« Le mieux est l'ennemi du... mal » ou comment l'indéfinition autorise le concret.
QUART VERLAG 2018
Penser l’architecture.
Penser le construit, qui occupera l’espace, le penser, loin de toutes règles, de toutes contraintes, des habitudes, des réflexes, dans une stratégie d’indéfinition.
Une stratégie de l’absolu, de l’abstrait, inachevée, encore ouverte, encore en attente d’usage, soustraite aux modes, aux styles et au temps. Oublier le design, sur-représentatif de son état, pour comprendre, le dessin de l’espace dans ce qu’il génère comme modifications génétiques et typologiques du lieu.
Dans son respect, celui de son état originel, celui de sa mémoire, de son histoire, conscient fondamentalement, que toute intervention est une possible altération.
L’atmosphère d’un espace, quel qu’en soit son échelle, n’est pas seulement affectée par sa
future réalité construite, concrète, tangible, mais également intentionnellement ou fortuitement, par l’interaction de la lumière, du son ou de l’olfactif.
Les espaces se composent alors de superpositions, de strates, et ne sont jamais vides.
L’indéfinition emprunte une part de cette réflexion.

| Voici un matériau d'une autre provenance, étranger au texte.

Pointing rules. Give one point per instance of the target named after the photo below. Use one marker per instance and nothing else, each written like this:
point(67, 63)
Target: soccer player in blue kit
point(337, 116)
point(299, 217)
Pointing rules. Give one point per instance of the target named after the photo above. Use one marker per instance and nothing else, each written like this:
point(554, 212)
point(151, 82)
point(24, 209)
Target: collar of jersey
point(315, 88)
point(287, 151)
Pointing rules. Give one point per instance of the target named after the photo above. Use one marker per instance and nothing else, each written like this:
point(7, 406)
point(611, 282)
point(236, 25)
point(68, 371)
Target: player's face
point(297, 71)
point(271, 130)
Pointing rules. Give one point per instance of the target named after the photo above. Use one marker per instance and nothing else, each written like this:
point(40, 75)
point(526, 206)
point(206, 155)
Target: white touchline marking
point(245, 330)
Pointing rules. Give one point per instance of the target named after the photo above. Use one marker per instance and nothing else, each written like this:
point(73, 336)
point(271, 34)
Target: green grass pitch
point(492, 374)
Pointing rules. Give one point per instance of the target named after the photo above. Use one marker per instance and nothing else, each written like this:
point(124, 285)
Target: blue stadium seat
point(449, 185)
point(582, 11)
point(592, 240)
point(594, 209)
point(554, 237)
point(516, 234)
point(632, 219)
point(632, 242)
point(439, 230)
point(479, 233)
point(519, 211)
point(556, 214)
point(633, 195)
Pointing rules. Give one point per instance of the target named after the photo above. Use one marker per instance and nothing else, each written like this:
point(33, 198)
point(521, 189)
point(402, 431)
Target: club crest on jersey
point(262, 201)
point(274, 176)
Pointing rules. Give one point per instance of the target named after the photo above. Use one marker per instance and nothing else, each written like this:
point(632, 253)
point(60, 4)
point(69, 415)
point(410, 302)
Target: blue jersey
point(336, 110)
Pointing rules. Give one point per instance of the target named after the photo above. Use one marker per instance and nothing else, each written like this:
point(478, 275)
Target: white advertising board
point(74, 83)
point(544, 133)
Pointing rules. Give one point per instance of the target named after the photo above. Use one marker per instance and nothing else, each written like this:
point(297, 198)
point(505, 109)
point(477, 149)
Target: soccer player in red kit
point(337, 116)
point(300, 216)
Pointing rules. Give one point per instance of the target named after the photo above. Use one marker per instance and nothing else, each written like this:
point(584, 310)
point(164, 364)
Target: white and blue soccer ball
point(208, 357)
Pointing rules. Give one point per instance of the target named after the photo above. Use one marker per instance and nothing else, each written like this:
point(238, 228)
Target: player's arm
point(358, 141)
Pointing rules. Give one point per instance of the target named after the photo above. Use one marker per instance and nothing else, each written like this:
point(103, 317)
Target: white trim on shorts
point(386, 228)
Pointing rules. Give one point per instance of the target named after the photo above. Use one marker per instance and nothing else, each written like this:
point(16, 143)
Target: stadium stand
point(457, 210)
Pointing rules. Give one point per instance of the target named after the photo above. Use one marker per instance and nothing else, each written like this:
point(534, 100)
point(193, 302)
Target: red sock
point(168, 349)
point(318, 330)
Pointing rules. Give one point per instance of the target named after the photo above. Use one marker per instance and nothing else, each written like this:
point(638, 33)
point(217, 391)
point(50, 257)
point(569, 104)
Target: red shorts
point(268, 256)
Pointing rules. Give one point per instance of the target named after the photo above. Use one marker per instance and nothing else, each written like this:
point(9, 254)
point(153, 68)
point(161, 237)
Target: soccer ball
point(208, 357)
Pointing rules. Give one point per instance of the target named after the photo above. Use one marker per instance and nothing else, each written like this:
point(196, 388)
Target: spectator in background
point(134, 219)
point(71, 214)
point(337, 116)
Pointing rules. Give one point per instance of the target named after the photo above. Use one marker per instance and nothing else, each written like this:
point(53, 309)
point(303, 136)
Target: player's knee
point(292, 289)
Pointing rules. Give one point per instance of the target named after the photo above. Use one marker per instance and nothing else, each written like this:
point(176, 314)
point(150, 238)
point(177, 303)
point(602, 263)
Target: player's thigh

Cela signifie qu’elle ne donne pas de lecture évidente ou immédiate d’une typologie de
l’espace investi, ou bien, qu’elle en donne une lecture singulière, inédite et qui serait, par
essence, éphémère.
Ce travail scénographique est au service d’une notion singulière très aiguë,
celle de « l’appropriation ».
Honni de tout vocabulaire architectural, ce mot prend tout son sens tant le destinataire de
l’objet construit en est investi tout autant que l’espace.
Il ne s’agit pas seulement de formes ou de
matières se combinant dans un mode de composition, mais de parcours à dessiner,
d’expériences ou d’émotions à transmettre.
Le terrain, la surface d’intervention, est une surface « disponible », utile et utilisable comme support de transmissions dynamiques.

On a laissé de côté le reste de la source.